Sous les talibans, la loi islamique doit s'appliquer sans scrupule

  • Les condamnations et les punitions sont désormais supervisées par des religieux et reposent entièrement sur la loi islamique
  • Pour les crimes les plus graves, l'application de la charia «exige des conditions strictes» avec un haut niveau de preuves, insiste le magistrat en activité pendant l'occupation américaine

GHAZNI: Agenouillé face à un juge enrubanné dans une minuscule pièce de la cour d'appel de Ghazni dans l'Est de l'Afghanistan, un vieil homme condamné à mort pour meurtre implore la clémence. Mais sous les talibans, la loi islamique doit s’appliquer sans état d'âme.

Depuis seize mois à la tête de l'Afghanistan après vingt ans de guerre contre les Américains et l'Otan, les talibans ont imposé une interprétation ultra-rigoriste de l'islam.

En vertu de la loi du talion, inscrite dans la charia (loi islamique), les islamistes ont repris les flagellations devant la foule et mis à exécution il y a quelques jours la première condamnation à mort en public d'un meurtrier.

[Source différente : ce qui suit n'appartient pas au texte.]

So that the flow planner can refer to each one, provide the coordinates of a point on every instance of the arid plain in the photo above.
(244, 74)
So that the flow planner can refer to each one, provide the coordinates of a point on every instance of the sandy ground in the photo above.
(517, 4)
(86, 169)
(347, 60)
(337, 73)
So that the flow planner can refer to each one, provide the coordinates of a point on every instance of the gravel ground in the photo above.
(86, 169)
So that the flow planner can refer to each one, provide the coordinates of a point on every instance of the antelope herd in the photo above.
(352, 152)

Une sentence à laquelle tente d'échapper, à 150 kilomètres au sud de Kaboul, un vieil homme convoqué devant la cour d'appel de Ghazni à laquelle l'AFP a eu un rare accès.

Menottes au poignet, le détenu à la barbe blanche, vêtu du pyjama bleu rayé des prisonniers, espère obtenir la mansuétude du jeune juge au regard impassible assis par terre près d'un vieux poêle à bois, dans une chambre faisant office de salle d'audience.

Kalachnikov et livres religieux 

Dans la pièce exiguë où trône un lit superposé sur lequel ont été abandonnés une kalachnikov et des livres religieux, le prisonnier de 75 ans au visage creusé de rides ne conteste pas les faits. Il reconnaît avoir abattu la victime en raison de rumeurs de relations sexuelles entre celle-ci et la femme de son fils.

"Cela fait plus de huit mois que je suis en prison. Nous avons fait la paix entre les familles. J'ai des témoins qui peuvent prouver que nous nous sommes accordés sur une indemnisation. Ils sont d'accord pour m'épargner", explique le détenu en triturant un chapelet.

"Le tribunal n'aurait pas dû me condamner à mort", insiste le septuagénaire, sans avocat et dont l'entrevue ne durera pas plus de 15 minutes.

Le juge, Mohammad Mobin, accompagné d'un mufti (interprète de la loi musulmane) pose peu de questions et lui donne simplement rendez-vous dans plusieurs semaines avec ses témoins, afin qu'ils attestent qu'un accord a été conclu entre les deux familles, grâce auquel il peut espérer échapper à la peine capitale.

"S'il prouve ses dires, alors le jugement pourra être révisé." Mais dans le cas contraire, "il est certain que la Qisas (loi du talion) inscrite dans la charia s'appliquera", explique le juge, entouré de maigres dossiers compilant quelques pages manuscrites reliées par un bout de ficelle.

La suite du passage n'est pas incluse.